Washington – Support among Minnesotans for a proposed copper and nickel mine in the state's northeast corner is slumping, according to a Star Tribune Minnesota poll.
Forty percent of Minnesotans approve of PolyMet Mining Corp.'s proposal, a six-percentage-point decline from a poll conducted in February.
Despite the slide, a statewide groundswell of opposition has not emerged.

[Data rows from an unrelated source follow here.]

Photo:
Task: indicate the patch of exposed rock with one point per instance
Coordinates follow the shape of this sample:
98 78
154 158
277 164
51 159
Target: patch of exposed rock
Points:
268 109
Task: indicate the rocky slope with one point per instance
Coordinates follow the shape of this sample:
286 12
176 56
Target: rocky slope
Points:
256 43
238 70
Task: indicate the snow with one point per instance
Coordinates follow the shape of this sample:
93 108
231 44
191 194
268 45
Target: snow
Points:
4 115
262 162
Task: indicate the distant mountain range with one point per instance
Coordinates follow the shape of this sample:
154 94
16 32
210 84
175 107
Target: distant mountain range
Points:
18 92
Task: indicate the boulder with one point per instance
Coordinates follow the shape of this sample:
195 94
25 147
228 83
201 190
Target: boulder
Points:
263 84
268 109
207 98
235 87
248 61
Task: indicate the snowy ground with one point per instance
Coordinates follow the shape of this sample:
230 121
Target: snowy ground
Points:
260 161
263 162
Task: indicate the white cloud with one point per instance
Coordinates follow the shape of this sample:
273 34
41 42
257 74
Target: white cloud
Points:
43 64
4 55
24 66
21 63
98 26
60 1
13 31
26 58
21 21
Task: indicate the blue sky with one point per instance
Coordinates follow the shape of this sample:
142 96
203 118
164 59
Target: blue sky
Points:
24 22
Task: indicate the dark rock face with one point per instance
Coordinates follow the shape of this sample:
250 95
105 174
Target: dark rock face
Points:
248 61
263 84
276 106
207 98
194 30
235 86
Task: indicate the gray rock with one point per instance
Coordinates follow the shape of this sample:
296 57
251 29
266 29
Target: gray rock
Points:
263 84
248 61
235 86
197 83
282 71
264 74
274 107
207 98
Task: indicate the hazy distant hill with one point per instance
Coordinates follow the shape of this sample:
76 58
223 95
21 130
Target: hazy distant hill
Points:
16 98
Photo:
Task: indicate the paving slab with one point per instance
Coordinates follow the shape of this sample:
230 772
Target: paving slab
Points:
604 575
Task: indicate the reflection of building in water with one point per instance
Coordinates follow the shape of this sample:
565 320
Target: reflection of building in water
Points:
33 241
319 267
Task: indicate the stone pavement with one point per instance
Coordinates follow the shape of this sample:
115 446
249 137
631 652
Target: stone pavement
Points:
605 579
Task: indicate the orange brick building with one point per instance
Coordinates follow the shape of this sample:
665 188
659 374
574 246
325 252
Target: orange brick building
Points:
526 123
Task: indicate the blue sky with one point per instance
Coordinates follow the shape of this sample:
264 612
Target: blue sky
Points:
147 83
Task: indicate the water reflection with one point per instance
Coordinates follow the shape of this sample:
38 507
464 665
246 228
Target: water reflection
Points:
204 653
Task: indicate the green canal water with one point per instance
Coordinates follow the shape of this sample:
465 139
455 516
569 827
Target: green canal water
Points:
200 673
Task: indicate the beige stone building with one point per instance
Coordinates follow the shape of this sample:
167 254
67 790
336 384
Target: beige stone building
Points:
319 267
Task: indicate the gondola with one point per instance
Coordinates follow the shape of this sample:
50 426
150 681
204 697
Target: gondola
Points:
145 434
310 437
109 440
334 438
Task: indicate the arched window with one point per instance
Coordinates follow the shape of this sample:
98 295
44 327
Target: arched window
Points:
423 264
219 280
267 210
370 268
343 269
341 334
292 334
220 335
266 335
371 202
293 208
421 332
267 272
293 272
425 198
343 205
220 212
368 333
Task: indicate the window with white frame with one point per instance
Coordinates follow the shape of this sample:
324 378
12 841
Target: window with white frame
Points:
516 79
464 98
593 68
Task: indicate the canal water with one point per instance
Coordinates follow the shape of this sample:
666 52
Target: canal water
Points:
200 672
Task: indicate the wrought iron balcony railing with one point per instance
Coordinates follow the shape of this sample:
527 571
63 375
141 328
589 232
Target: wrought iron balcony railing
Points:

The percentage of Minnesotans who think the project should be rejected crept up to 23 percent from 21 percent.
Support for the proposal remains strong in northern Minnesota, the region that stands to benefit most from the project near Hoyt Lakes, just east of the Iron Range. The latest results show that 52 percent of residents want the mine approved; only 10 percent say it should be rejected.
But support for the project has taken a hit, even in mining country. The recent poll results represent a 17-point decline in approval from February, when 69 percent of northern Minnesota residents said the state should approve PolyMet's application.
The Minnesota Poll, conducted by Mason-Dixon Polling and Research Inc., interviewed 800 likely voters from Sept. 8-10 by land-line phones and cellphones, with a margin of error of plus or minus 3.5 percentage points.
With PolyMet's promise to bring jobs to northern Minnesota, the mining plan has raised hopes of an economic revival, but its predicted environmental impact has faced criticism from watchdog groups and skepticism from some residents.
"I think that if sulfide mining is as hard to control as it appears to be by looking at the rest of the world, we have to move very cautiously," said Tom Jones, 60, a construction company owner from Ogilvie in central Minnesota who identifies as a Democrat.